Wednesday, October 04, 2006

Righteous Wrongs

The recent resignation of Florida GOP Congressman Foley for sending sexually suggestive communications to minors is an embarrassment to Republicans. The “party of values” turns out to have no corner on the virtue market at all. Indeed, this seedy episode adds yet another chapter to the growing epic of Republican ethics scandals, proving the age-old adage that absolute power corrupts absolutely.

Along the same lines, PBS is running an extraordinary documentary by renowned journalist Bill Moyers on the lobbying scandals affecting Jack Abramoff, Tom DeLay, Grover Nordquist, Ralph Reed, and others.

The show details just how morally bankrupt, arrogant, deceptive and greedy this gang of suited thugs were.

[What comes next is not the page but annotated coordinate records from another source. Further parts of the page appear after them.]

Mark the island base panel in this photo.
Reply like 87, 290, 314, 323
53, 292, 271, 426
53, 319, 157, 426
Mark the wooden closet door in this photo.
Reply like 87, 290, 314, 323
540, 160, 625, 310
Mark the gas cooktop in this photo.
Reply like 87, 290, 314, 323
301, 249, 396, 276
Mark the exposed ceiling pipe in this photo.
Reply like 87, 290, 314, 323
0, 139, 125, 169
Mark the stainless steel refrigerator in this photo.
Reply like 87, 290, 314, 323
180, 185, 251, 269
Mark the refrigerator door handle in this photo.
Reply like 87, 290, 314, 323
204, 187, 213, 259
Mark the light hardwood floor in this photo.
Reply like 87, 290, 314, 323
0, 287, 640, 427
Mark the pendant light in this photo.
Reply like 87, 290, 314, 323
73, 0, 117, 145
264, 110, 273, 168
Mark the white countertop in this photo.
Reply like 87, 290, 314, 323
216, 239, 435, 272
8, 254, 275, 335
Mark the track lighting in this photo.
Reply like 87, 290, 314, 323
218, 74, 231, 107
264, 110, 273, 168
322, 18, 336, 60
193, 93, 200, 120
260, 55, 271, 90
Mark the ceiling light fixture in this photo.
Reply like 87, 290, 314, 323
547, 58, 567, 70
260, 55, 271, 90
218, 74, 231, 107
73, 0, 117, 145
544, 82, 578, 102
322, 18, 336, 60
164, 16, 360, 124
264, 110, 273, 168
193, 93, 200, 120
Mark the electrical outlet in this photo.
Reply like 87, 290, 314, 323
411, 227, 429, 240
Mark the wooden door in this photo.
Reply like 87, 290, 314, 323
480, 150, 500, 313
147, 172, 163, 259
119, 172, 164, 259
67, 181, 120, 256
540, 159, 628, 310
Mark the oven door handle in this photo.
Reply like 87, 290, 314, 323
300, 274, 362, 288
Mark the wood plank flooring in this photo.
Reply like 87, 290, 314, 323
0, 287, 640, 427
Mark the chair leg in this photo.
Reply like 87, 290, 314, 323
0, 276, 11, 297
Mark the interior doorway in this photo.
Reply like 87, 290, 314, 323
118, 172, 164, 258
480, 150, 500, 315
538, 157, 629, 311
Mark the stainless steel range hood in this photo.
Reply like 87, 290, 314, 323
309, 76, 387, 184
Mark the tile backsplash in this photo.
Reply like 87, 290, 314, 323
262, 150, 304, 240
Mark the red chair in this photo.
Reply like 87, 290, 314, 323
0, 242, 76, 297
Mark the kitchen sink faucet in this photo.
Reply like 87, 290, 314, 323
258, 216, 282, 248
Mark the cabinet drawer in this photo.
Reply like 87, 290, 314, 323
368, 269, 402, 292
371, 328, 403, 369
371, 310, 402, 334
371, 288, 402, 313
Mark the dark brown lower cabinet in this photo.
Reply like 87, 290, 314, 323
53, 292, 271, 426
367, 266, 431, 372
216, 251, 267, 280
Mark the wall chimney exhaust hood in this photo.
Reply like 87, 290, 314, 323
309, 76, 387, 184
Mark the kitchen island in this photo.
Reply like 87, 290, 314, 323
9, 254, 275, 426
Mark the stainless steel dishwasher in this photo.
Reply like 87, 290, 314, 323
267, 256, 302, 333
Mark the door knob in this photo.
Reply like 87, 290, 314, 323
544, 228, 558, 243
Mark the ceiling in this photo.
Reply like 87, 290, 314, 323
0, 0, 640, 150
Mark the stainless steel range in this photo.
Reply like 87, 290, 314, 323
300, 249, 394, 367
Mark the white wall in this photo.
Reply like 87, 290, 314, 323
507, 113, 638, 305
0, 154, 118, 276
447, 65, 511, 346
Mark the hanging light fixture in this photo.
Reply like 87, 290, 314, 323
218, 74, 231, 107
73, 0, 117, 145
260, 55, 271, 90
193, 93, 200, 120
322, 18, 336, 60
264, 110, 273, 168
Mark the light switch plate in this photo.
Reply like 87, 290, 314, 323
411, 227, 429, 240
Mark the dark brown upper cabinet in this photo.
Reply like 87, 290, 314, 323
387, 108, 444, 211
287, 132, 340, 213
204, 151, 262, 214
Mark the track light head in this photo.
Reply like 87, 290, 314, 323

It’s an object lesson in how our system of government can be corrupted by people who use religious rhetoric to manipulate and control others.

Both the Foley Fiasco and the Abramoff/DeLay Debacle demonstrate a sound principle of human conduct:

The more emphatically pious, religious, faithful and moral a person or party claims to be, the more likely they are to be hiding dysfunction, intolerance, bigotry, greed, anger, insecurity, confusion, repression, hypocrisy and/or sleaze.

When a person or party screams “WE ARE THE MOST VIRTUOUS,” they are almost certainly not.

Remember the infamous homophobia study? The most avowed gay-hating test subjects were the ones most aroused by homosexual images! It’s the same principle.

Extreme or absolute rhetoric, whether religious or cultural or otherwise, has been used to manipulate people through the ages. And our current crop of “Christian Right” politicians have done a great job recently of revealing who they really are. Neither Christian nor right.